The company announced the move as part of a ‘£100m investment programme’ aimed at revolutionising its manufacturing and distribution operations following a review of the business.
Management want to transform Greggs from a decentralised traditional bakery business into a centrally-run modern food-on-the-go brand.
“Greggs is unusual in this sector in that it is vertically-integrated, owning and operating manufacturing facilities and its logistics network,” explained Roger Whiteside, chief executive of Greggs, which currently trades through almost 1,700 stores.
“Following a lengthy and detailed review we have concluded that this integrated business model gives us competitive advantage, lying at the heart of our ability to offer outstanding quality and value. We intend to invest substantially to support growth and reshape the supply chain in order to compete more effectively in the food-on-the-go market. This requires an investment of around £100m in a major programme over the next five years to create additional manufacturing centres of excellence and increase capacity to support shop expansion substantially beyond 2,000 outlets in the UK.”

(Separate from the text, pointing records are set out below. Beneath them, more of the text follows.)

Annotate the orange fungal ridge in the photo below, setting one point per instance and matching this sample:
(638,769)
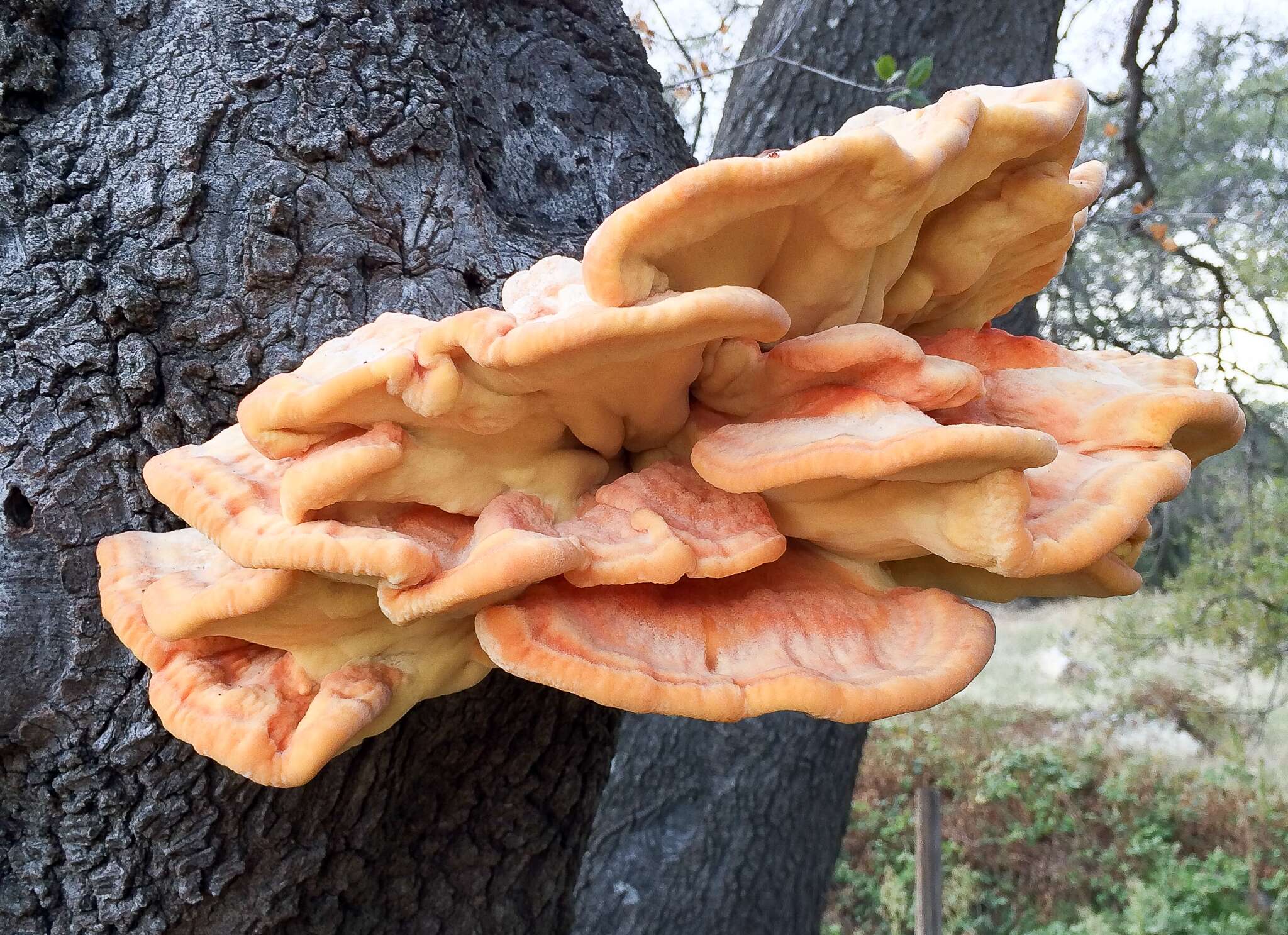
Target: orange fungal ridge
(747,455)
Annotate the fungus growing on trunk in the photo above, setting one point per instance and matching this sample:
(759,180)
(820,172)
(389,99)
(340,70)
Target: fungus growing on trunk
(625,484)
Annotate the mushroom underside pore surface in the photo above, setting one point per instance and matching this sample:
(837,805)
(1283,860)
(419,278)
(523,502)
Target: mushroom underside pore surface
(748,455)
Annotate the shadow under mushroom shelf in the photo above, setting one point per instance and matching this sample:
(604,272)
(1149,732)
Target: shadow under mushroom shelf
(740,459)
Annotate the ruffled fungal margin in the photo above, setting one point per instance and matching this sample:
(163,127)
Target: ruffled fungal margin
(733,463)
(802,634)
(271,673)
(831,228)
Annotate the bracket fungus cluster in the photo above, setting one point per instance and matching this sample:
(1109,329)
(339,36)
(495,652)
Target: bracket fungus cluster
(740,459)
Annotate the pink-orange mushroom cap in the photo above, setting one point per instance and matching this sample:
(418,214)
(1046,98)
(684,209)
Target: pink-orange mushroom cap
(735,462)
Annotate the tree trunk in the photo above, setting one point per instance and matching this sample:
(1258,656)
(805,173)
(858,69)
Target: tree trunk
(194,196)
(735,829)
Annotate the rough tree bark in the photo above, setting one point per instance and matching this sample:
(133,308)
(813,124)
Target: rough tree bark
(192,196)
(735,829)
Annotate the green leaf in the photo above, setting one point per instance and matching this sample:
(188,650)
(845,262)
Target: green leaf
(920,71)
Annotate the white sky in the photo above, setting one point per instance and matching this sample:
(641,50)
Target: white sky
(1090,49)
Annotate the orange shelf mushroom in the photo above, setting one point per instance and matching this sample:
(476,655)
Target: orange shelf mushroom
(740,459)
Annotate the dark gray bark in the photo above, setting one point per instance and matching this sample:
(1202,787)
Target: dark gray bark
(192,196)
(735,829)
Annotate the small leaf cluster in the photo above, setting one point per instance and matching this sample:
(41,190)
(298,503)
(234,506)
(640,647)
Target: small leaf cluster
(909,88)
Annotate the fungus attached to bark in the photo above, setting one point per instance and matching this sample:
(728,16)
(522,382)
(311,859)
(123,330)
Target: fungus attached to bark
(709,472)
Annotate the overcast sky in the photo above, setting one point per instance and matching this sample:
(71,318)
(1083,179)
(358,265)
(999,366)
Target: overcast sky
(1090,49)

Greggs currently operates from 12 bakeries, but Whiteside said that not all are suitable for long-term investment due to their location and size.
As a result, it is proposing to close three bakeries, in Twickenham, Edinburgh and Sleaford, and use the disposal proceeds to contribute to the investment in its remaining bakeries over the course of the five-year programme.

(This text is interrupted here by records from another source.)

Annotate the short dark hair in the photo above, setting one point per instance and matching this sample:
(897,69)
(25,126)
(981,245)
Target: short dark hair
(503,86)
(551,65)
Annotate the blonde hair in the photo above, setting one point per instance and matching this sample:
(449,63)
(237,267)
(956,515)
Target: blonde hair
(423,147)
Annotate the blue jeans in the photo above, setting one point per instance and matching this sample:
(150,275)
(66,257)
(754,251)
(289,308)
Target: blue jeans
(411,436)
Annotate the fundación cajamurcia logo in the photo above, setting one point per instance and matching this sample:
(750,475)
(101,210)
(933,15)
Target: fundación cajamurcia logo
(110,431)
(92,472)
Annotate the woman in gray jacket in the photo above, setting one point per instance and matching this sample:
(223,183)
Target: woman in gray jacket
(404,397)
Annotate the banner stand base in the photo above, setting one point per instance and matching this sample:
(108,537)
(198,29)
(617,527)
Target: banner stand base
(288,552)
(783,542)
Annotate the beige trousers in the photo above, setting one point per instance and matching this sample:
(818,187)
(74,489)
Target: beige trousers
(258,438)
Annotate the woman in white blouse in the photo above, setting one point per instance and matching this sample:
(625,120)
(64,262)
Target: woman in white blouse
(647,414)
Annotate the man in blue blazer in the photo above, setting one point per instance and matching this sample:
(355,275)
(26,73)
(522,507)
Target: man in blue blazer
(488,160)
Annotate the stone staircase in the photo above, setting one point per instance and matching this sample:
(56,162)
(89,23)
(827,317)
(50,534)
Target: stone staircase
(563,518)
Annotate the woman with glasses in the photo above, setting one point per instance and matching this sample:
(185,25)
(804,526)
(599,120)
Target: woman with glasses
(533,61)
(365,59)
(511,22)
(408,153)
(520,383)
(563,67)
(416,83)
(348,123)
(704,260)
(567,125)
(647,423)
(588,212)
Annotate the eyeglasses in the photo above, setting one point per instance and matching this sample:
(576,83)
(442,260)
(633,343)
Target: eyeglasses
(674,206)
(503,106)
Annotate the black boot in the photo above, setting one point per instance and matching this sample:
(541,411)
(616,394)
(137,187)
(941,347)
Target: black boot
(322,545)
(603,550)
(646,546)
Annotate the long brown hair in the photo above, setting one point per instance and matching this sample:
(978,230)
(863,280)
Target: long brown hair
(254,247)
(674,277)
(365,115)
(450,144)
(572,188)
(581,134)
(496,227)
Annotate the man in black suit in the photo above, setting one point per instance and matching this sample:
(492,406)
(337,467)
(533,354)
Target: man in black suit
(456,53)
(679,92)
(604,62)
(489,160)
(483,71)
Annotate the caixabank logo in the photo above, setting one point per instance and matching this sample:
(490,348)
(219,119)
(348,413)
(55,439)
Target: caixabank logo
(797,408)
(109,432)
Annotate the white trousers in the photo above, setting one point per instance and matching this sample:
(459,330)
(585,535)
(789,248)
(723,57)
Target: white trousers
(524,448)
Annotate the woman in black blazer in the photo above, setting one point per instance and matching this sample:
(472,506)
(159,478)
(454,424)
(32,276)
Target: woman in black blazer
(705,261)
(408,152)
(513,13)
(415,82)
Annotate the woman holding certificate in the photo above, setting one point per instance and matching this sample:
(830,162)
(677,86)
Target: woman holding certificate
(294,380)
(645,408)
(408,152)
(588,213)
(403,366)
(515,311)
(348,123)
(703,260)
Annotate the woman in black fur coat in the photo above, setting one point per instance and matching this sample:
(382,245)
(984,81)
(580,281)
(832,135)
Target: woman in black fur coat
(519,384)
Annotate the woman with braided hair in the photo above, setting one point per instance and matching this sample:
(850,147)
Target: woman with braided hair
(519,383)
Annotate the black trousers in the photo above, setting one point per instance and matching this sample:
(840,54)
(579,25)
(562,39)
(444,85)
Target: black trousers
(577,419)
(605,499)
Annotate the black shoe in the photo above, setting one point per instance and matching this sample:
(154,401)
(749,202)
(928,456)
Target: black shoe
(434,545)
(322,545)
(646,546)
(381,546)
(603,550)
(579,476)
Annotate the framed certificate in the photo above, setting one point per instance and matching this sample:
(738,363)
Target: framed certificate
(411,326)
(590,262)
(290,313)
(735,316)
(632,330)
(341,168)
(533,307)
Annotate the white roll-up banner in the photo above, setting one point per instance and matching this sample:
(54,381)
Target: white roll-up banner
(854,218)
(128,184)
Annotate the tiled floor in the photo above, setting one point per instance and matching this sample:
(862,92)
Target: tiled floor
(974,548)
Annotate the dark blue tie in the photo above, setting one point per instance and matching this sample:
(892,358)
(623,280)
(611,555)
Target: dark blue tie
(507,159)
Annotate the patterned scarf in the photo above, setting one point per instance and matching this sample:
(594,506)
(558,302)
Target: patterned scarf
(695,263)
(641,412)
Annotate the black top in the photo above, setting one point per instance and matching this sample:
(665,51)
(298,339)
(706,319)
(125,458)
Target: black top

“We aim to agree a programme to transfer production and distribution operations from these sites to other bakeries in our network over the next year,” he said. “Alongside these proposed changes in our bakeries we have further steps to take in the centralisation of support services which we believe will require some restructuring amongst our teams deployed in the regions.”
Greggs will be entering into consultation shortly to work with trade unions and employee representatives. It said the planned moves may result in a total of 355 roles becoming redundant.
“These are difficult changes that we believe are needed to support the long-term growth of the business,” continued Whiteside. “However, our immediate priority is to work to minimise the negative impact on our people, many of whom have worked in these roles for a significant number of years. Wherever possible we would look to offer alternative employment to affected employees but, due to the location of our sites, we anticipate that unfortunately many will leave the business.”
Greggs also revealed that its recent acquisition of a distribution facility in London will enable it to invest in its Enfield bakery to create a “manufacturing centre of excellence” in the south east region. It is also proposing to invest in the extension of its Clydesmill bakery in Glasgow to create a centre of excellence in Scotland.